MORTON'S OF CHICAGO/GREAT NECK LLC, Respondent, v. CRAB HOUSE, INC., Appellant, et al., Defendant.

Decided: August 19, 2002

MYRIAM J. ALTMAN, J.P., ROBERT W. SCHMIDT, SANDRA L. TOWNES and BARRY A. COZIER, JJ. Willkie Farr & Gallagher, New York, N.Y. (Stephen Greiner, Monty Davis, and Jonathan C. Harris of counsel), for appellant. Certilman Balin Adler & Hyman, LLP, East Meadow, N.Y. (Patrick McCormick of counsel), for respondent.

In an action, inter alia, for a judgment declaring that the plaintiff landlord's acceptance of the defendant tenant's offer to terminate a lease was valid, holdover use and occupancy payments, and an attorney's fee, the defendant Crab House, Inc., appeals from (1) so much of an order of the Supreme Court, Nassau County (Adams, J.), entered August 15, 2000, as granted the plaintiff's motion for summary judgment, determined that the plaintiff landlord's acceptance of the defendant tenant's offer to terminate the lease was valid, set the matter down for an inquest to determine the amount of holdover use and occupancy payments and the attorney's fee, and denied its cross motion for partial summary judgment dismissing the plaintiff's second cause of action for holdover use and occupancy payments, (2) an order of the same court, entered March 23, 2001, which, after an inquest, awarded the plaintiff holdover use and occupancy payments of $347,229.09, and an attorney's fee, costs, and disbursements of $49,000, and (3) a judgment of the same court, dated March 26, 2001, which is in favor of the plaintiff and against it in the principal sum of $396,229.09.
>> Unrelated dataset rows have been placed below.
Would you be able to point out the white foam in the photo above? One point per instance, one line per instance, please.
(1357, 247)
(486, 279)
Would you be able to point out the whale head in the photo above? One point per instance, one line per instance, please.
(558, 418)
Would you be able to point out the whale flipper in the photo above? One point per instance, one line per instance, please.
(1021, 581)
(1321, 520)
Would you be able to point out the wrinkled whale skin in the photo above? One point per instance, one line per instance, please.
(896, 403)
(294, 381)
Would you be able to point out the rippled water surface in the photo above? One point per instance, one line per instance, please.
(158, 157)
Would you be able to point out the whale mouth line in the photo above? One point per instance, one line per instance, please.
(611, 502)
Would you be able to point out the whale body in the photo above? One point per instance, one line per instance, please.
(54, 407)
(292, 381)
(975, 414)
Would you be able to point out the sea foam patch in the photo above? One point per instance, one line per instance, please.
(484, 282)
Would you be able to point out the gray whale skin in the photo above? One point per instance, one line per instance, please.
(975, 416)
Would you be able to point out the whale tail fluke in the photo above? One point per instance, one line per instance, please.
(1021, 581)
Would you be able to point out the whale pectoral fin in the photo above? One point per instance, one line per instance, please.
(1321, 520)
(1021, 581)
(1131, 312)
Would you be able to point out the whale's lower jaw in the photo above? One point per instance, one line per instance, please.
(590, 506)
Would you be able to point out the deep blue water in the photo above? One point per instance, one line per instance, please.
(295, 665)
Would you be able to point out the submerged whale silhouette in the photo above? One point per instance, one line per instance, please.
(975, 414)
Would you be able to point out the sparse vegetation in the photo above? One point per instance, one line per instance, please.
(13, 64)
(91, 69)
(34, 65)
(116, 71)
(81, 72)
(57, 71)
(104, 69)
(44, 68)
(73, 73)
ORDERED that the appeals from the orders entered August 15, 2000, and March 23, 2001, are dismissed;  and it is further,

ORDERED that the judgment is modified by adding a provision thereto declaring that the plaintiff landlord's acceptance of the defendant tenant's offer to terminate the lease was valid;  as so modified, the judgment is affirmed;  and it is further,

ORDERED that the plaintiff is awarded one bill of costs.

 The appeals from the intermediate orders must be dismissed because the right of direct appeal therefrom terminated with the entry of judgment in the action (see Matter of Aho, 39 N.Y.2d 241, 248, 383 N.Y.S.2d 285, 347 N.E.2d 647).   The issues raised on the appeals from the orders are brought up for review and have been considered on the appeal from the judgment (see CPLR 5501 [a][1] ).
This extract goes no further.